La parole est ce qu’il y a de pire et de meilleur
C’est là une citation d’Esope, plus grand fabuliste du temps de Platon, plagié par toutes les générations de fabulistes venues après lui et y compris Jean de La Fontaine, pourtant renommé dans tous les temps. Esope raconte qu’étant à l’origine descendant d’esclave éthiopien et de peau noire, son maître, roi en Grèce antique, l’avait affranchi pour son extrême intelligence et ses connaissances approfondies. Il le plaça à ses côtés pour le consulter à chaque fois qu’il était en difficulté. Un jour, ce roi l’envoya au marché en lui recommandant bien de ramener ce qu’il trouverait de meilleur.
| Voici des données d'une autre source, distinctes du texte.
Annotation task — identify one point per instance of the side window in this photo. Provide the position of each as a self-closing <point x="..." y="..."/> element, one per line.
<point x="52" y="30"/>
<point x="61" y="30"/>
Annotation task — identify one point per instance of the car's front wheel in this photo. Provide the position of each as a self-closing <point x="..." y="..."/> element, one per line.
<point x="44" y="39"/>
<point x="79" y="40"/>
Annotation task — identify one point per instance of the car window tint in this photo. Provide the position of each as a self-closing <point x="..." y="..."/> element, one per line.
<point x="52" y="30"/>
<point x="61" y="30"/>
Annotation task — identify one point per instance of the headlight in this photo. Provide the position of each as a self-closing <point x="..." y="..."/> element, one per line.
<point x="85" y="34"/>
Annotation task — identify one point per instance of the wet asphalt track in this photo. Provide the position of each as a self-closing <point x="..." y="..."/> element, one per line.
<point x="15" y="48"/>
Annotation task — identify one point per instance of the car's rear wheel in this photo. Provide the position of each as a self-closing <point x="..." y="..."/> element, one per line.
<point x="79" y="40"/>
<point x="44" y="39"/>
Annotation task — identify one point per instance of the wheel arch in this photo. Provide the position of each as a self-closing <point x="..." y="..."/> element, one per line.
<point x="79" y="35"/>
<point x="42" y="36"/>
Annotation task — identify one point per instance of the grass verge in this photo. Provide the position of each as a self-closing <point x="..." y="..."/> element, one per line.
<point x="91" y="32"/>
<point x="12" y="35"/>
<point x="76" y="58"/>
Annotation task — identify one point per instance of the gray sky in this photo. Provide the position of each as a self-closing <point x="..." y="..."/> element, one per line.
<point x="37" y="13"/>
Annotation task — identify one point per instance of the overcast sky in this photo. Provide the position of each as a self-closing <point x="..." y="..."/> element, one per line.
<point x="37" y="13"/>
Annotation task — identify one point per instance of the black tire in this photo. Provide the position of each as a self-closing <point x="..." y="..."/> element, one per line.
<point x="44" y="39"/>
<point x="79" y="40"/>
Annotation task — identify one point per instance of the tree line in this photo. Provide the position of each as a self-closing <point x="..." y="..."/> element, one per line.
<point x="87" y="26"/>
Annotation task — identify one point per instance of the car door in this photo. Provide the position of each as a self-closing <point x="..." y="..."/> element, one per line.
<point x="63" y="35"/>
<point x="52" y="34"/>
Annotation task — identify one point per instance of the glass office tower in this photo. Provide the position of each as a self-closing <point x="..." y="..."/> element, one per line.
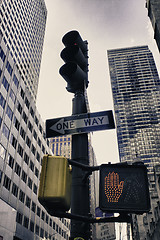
<point x="136" y="95"/>
<point x="22" y="28"/>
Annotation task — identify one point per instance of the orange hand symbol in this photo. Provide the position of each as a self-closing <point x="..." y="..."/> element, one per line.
<point x="113" y="189"/>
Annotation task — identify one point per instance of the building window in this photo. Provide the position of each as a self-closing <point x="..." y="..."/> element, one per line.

Après avoir fait plusieurs haltes au marché, il acheta une langue de veau et revint chez lui. Le roi l’attendait quand tout à coup, il le vit arriver avec une langue, c’est tout ce que tu as trouvé de meilleur lui dit son maître, c’était tout ce qu’il y avait de meilleur lui répondit Esope. Le marché suivant, il l’envoya encore pour qu’il lui ramène ce qu’il y a de pire et Esope revint avec une langue. Le roi le voyant ainsi, fut décontenancé, il demanda aussitôt des explications. Esope lui fit savoir qu’il n’y a rien de meilleur et de pire qu’une langue. La langue, organe de la parole, peut sauver quelqu’un comme elle peut l’enfoncer, tout dépend de l’usage qu’on en fait. Que de gens ont pu se tirer d’embarras grâce à leur savoir-parler alors qu’ils étaient empêtrés dans de mauvaises affaires, pendant que d’autres ont échoué par leur maladresse d’expression.